Подобного рода интимный портрет не предназначают к выставлению перед досужей публикой. Те же три человека, для которых он писан — изображенный, заказчик и сам автор вещи — прекрасно понимают смысл и знают цену красной детали одеяния изображенного.
Подведем итог. Присутствие на данном полотне первой трети XVIII века таких символических, знаковых деталей, как стальной непробиваемый панцырь, полускрытый кафтаном, как окрашенный железный воротник, напоминающий окровавленное лезвие у горла изображенного, наконец, как вышивки в стиле «шинуазри» — все это создает единую и уникальную цепь доказательств следующих тезисов.
1. Перед нами работа, имеющая неоспоримые признаки неповторимой художественной манеры Ивана Никитина, что эквивалентно собственной подписи данного живописца.
2. На картине изображен граф Савва Лукич Владиславич-Рагузинский.
3. Картина создана Иваном Никитиным летом-осенью 1725 года, в интервале от начала июля до 12 октября, то есть после назначения Рагузинского чрезвычайным посланником в Китай и до отправления его экспедиции из Петербурга.
Мы считаем, что нашли изображение графа Саввы Владиславича-Рагузинского, выполненное Иваном Никитиным в середине 1725 года (ил. 64). И это произведение стоит особняком во всей отечественной живописи.
Оно занимает особое место и в творчестве живописца Никитина. Как мы видим, в данном случае он отнюдь не стремился передать на холсте реальное одеяние сидящей перед ним, или мысленной, модели. Оказалось, что оно целиком плод его воображения. На деле, одеяние — некая фантастическая композиция, превращающая традиционный портрет в портрет-картину, в рассказ о сути личности графа Саввы, о его судьбе и о ее текущем моменте.
У автора нет возможности познакомиться с технико-технологическими характеристиками обсуждаемой работы. Хотелось бы, конечно, посмотреть на ее снимки в рентгеновском, УФ и ИК-диапазонах волн. Полагаю, они могут содержать весьма любопытную информацию.
(с. 245)Были бы не менее интересны и другие технические данные по этой вещи. Если, к примеру, грунт у картины светлый, а не болюсный, а мазок не виден из-за фальцевания, значит, и эти признаки следует внести в список технических приемов, применявшихся живописцем Иваном Никитиным.
4.21. К истории бытования портрета (с. 245-246)
Портрет «поступил в ГРМ в 1974 году от М.Г. Якерсберг». Проследить всю историю его бытования не представляется возможным. Нам остается лишь вернуться к ее начальному этапу.

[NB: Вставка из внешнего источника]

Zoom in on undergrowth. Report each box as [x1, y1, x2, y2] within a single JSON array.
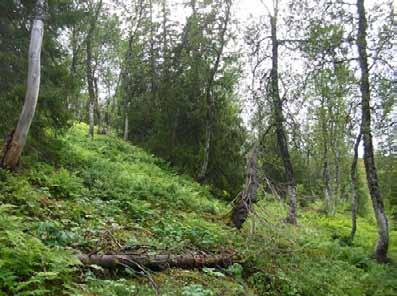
[[0, 123, 396, 295]]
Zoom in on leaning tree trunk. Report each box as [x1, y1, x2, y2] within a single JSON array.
[[350, 132, 361, 242], [356, 0, 389, 262], [197, 0, 231, 182], [1, 0, 45, 170], [232, 145, 259, 229], [270, 14, 297, 224]]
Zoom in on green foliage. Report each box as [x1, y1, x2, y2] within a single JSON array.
[[27, 163, 86, 199], [242, 201, 397, 296], [0, 0, 75, 143], [0, 205, 77, 295], [356, 165, 370, 217], [182, 284, 214, 296], [80, 277, 138, 296], [114, 0, 246, 198], [377, 154, 397, 222], [0, 124, 396, 295]]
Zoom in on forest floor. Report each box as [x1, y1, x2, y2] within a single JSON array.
[[0, 123, 396, 295]]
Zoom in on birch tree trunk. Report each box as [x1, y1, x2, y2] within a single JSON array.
[[119, 1, 146, 141], [356, 0, 389, 262], [122, 34, 133, 142], [86, 0, 102, 138], [1, 0, 45, 170], [320, 98, 334, 215], [323, 158, 333, 215], [270, 13, 297, 224]]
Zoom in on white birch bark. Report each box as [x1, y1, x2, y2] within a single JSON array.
[[1, 0, 45, 169]]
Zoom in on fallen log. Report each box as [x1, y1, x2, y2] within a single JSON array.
[[78, 252, 238, 271]]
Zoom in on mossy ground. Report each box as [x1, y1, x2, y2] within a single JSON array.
[[0, 124, 396, 295]]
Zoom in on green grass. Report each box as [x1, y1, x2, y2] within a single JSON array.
[[0, 123, 396, 295]]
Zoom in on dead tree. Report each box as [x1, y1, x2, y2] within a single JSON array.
[[270, 10, 298, 224], [232, 145, 259, 229], [1, 0, 46, 170]]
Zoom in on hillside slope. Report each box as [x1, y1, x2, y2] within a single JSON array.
[[0, 124, 396, 296]]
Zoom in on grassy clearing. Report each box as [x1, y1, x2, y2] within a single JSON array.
[[0, 124, 396, 295]]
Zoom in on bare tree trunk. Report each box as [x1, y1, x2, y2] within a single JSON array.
[[78, 252, 237, 271], [356, 0, 389, 262], [94, 77, 103, 134], [350, 132, 361, 242], [122, 34, 133, 142], [86, 37, 95, 138], [232, 145, 259, 228], [1, 0, 45, 170], [197, 119, 212, 182], [323, 158, 333, 215], [270, 14, 297, 224], [123, 102, 129, 141], [197, 0, 232, 182], [320, 102, 333, 215], [85, 0, 102, 139], [88, 101, 95, 138], [333, 139, 341, 203]]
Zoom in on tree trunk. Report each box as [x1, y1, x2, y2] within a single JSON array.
[[88, 101, 95, 138], [356, 0, 389, 262], [122, 36, 133, 142], [123, 103, 129, 141], [270, 14, 297, 224], [197, 119, 212, 182], [350, 132, 361, 242], [197, 0, 231, 182], [1, 0, 45, 170], [94, 77, 103, 134], [85, 0, 102, 139], [78, 252, 236, 271], [320, 100, 334, 215], [232, 145, 259, 229], [86, 36, 95, 138], [323, 158, 333, 215], [333, 138, 341, 203]]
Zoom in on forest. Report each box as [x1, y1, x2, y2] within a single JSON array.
[[0, 0, 396, 295]]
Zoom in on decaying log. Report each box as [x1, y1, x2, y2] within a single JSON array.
[[232, 145, 259, 229], [78, 252, 237, 271]]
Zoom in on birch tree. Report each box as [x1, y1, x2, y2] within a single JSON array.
[[1, 0, 46, 170], [86, 0, 103, 138], [356, 0, 389, 262]]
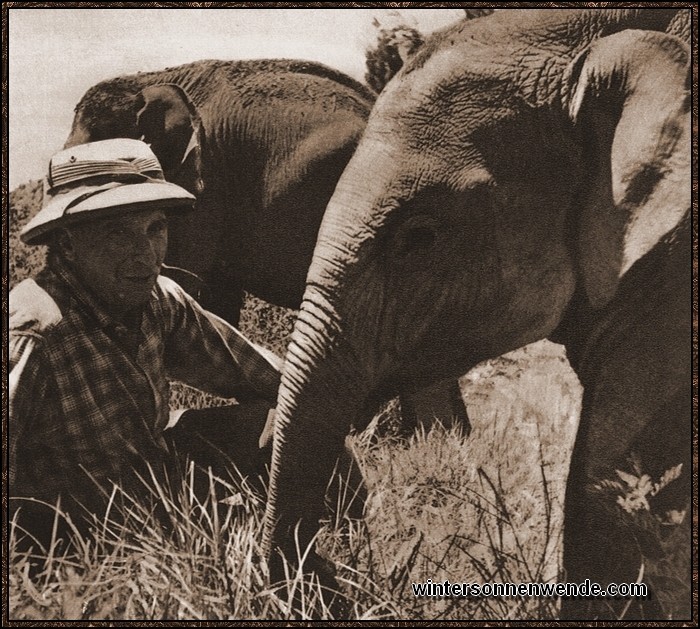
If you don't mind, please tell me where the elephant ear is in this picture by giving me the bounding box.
[136,84,200,179]
[567,30,689,309]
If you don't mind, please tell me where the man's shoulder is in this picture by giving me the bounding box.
[156,273,186,295]
[9,278,63,337]
[154,274,193,306]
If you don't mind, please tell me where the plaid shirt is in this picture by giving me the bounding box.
[9,257,281,511]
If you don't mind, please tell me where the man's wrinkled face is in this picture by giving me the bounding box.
[62,209,169,317]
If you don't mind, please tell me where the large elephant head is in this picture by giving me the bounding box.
[264,8,690,617]
[65,79,212,308]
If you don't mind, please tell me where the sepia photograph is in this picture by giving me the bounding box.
[6,4,696,622]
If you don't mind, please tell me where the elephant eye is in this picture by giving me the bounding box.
[389,215,439,261]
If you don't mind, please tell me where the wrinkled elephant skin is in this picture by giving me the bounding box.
[66,59,472,439]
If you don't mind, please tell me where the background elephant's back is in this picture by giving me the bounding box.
[175,59,375,308]
[222,58,376,104]
[153,58,375,115]
[179,58,374,196]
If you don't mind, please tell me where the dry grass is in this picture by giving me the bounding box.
[9,465,300,620]
[334,341,580,621]
[8,425,566,621]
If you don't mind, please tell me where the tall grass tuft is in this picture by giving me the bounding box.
[339,423,563,620]
[10,463,285,620]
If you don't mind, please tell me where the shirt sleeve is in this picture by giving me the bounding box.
[9,333,50,488]
[158,277,282,404]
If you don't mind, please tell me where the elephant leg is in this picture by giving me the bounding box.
[399,378,471,438]
[561,390,690,620]
[205,278,245,327]
[561,449,650,619]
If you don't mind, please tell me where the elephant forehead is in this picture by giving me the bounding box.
[372,56,530,163]
[383,46,514,117]
[335,128,489,214]
[75,78,141,118]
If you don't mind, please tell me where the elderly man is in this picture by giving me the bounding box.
[9,139,280,548]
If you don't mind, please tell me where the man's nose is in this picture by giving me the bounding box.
[130,232,165,265]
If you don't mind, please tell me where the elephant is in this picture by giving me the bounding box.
[65,58,472,437]
[263,9,691,620]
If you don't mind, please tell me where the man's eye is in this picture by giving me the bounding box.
[148,219,168,236]
[105,228,131,242]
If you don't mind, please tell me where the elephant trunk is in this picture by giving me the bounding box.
[262,134,398,568]
[263,286,370,565]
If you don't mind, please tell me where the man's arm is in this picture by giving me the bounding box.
[158,276,282,404]
[9,334,50,488]
[9,279,61,489]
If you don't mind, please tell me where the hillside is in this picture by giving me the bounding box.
[9,180,46,288]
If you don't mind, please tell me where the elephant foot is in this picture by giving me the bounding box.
[268,546,347,619]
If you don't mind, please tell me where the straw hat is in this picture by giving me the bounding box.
[21,139,195,245]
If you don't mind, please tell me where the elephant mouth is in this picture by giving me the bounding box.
[359,382,399,425]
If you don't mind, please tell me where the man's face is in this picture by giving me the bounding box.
[63,209,169,317]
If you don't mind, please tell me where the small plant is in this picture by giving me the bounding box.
[592,455,690,619]
[594,457,685,524]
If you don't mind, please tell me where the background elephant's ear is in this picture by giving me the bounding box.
[136,84,200,178]
[567,30,689,309]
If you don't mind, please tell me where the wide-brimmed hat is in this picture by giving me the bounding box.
[20,139,196,245]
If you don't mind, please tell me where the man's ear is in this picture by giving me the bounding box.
[54,228,76,262]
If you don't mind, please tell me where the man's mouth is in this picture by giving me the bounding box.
[123,272,157,284]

С наибольшей вероятностью платежеспособным заказчиком портрета графа С.Л. Владиславича-Рагузинского в 1725 году (перед отправлением того в сибирскую экспедицию неопределенной длительности) являлся почти восьмидесятилетний Петр Андреевич Толстой, душеприказчик отъезжающего.
У него, остающегося, полного тревог, могло возникнуть естественное желание обрести для памяти портретное изображение отъезжавшего старинного соратника. Вероятно, единственного, кроме старшего сына Ивана, кому он мог еще доверять. Возникновение такой идеи выглядит вполне естественным для Толстого, и она была бы понята Рагузинским. В этом случае подобный заказ был бы сделан, разумеется, живописцу Ивану Никитину, протеже графа Саввы.
Напомним, что в интересующем нас 1725 году, перед отбытием с экспедицией в Китай, у С.Л. Рагузинского не было среди вельмож более близкого к нему человека, чем П.А. Толстой, причем не только в деловом, но и в личном аспекте.
Вот что пишет по этому поводу Н.И. Павленко: «Перед отъездом в Китай у Рагузинского не было человека ближе Толстого. Выше упоминалось, что заботу о семье во время пребывания в Китае Рагузинский отчасти возложил на адмирала Апраксина, но более всего Савва Лукич уповал “на христианское и кавалерское человеколюбие” П. А. Толстого. Именно Толстому он поручил продать свой дом в Москве, а вырученные деньги передать одному из племянников (Моисею или Гавриилу), “дабы те деньги могли они употребить в торг для моей прибыли”. Толстой, кроме того, должен был похоронить ”по христианскому обыкновению” престарелую мать и больную дочь, если те умрут.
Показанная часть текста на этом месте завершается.